Analysing Lambda ORFs
As mentioned above the lors
calculates the log odds ratio of the ORFI sequence given two Markov models (by default: ECOLICDS and ECOLINOCDS), one for the coding region and one for the non-coding region. By default the lors
function return the base 2 logarithm of the odds ratio, so it is analogous to the bits of information that the ORFI sequence is coding.
Now we can even analyse how is the distribution of the ORFIs' scores as a function of their lengths compared to random sequences.
using FASTX, CairoMakie
lambdafile = "test/data/NC_001416.1.fasta"

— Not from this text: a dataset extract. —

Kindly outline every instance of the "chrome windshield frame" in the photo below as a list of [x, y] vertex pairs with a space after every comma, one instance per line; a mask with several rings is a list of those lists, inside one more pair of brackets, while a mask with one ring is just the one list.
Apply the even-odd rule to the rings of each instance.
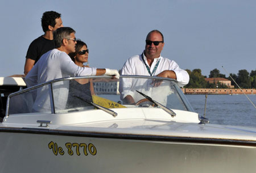
[[[188, 101], [185, 96], [184, 96], [183, 92], [180, 89], [180, 87], [177, 86], [177, 81], [174, 79], [171, 79], [171, 78], [162, 78], [162, 77], [151, 77], [151, 76], [145, 76], [145, 75], [120, 75], [120, 78], [142, 78], [142, 79], [159, 79], [159, 80], [165, 80], [165, 81], [170, 81], [174, 82], [175, 85], [174, 85], [177, 91], [177, 94], [179, 94], [179, 96], [181, 99], [182, 101], [185, 103], [185, 106], [188, 109], [188, 111], [191, 112], [195, 112], [194, 109], [191, 106], [189, 102]], [[6, 103], [6, 115], [5, 117], [7, 117], [9, 116], [9, 103], [10, 103], [10, 99], [16, 95], [22, 94], [25, 92], [27, 92], [38, 88], [39, 88], [40, 87], [49, 85], [49, 90], [50, 92], [50, 102], [51, 102], [51, 113], [55, 114], [55, 109], [54, 107], [54, 102], [53, 102], [53, 91], [52, 91], [52, 83], [60, 82], [60, 81], [69, 81], [72, 79], [86, 79], [86, 78], [113, 78], [113, 77], [108, 76], [108, 75], [90, 75], [90, 76], [83, 76], [83, 77], [66, 77], [66, 78], [58, 78], [51, 81], [49, 81], [48, 82], [46, 82], [44, 83], [38, 84], [37, 85], [27, 88], [26, 89], [23, 89], [22, 90], [13, 92], [11, 94], [10, 94], [8, 96], [8, 98], [7, 100]]]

# read the lambda genome as a `BioSequence`
open(FASTA.Reader, lambdafile) do reader
lambdaseq = FASTX.sequence(LongDNA{4}, collect(reader)[1])
end
# find the ORFs in the lambda genome
lambaorfs = findorfs(lambdaseq, finder=NaiveFinder, minlen=100)
lambdascores = lors.(lambaorfs)
lambdalengths = length.(lambaorfs)
## get some random sequences of variable lengths
vseqs = LongDNA[]
for i in 1:708
push!(vseqs, randdnaseq(rand(100:2500)))
end
## get the lengths and scores of the random generated sequences
randlengths = length.(vseqs)
randscores = lors.(vseqs)
## plot the scores as a function of the lengths
f = Figure()
ax = Axis(f[1, 1], xlabel="Length", ylabel="Log-odds ratio (Bits)")
scatter!(ax,
randlengths,
randscores,
marker = :circle,
markersize = 6,
color = :black,
label = "Random sequences"
)
scatter!(ax,
lambdalengths,
lambdascores,
marker = :rect,
markersize = 6,
color = :blue,
label = "Lambda ORFs"
)
axislegend(ax)
f
What this plot shows is that the ORFs in the lambda genome have a higher scores than random sequences of the same length. The score is a measure of how likely a sequence given the coding model is compared to the non-coding model. In other words, the higher the score the more likely the sequence is coding. So, the plot shows that the ORFs in the lambda genome are more likely to be coding regions than random sequences. It also shows that the longer the ORFI the higher the score, which is expected since longer ORFs are more likely to be coding regions than shorter ones.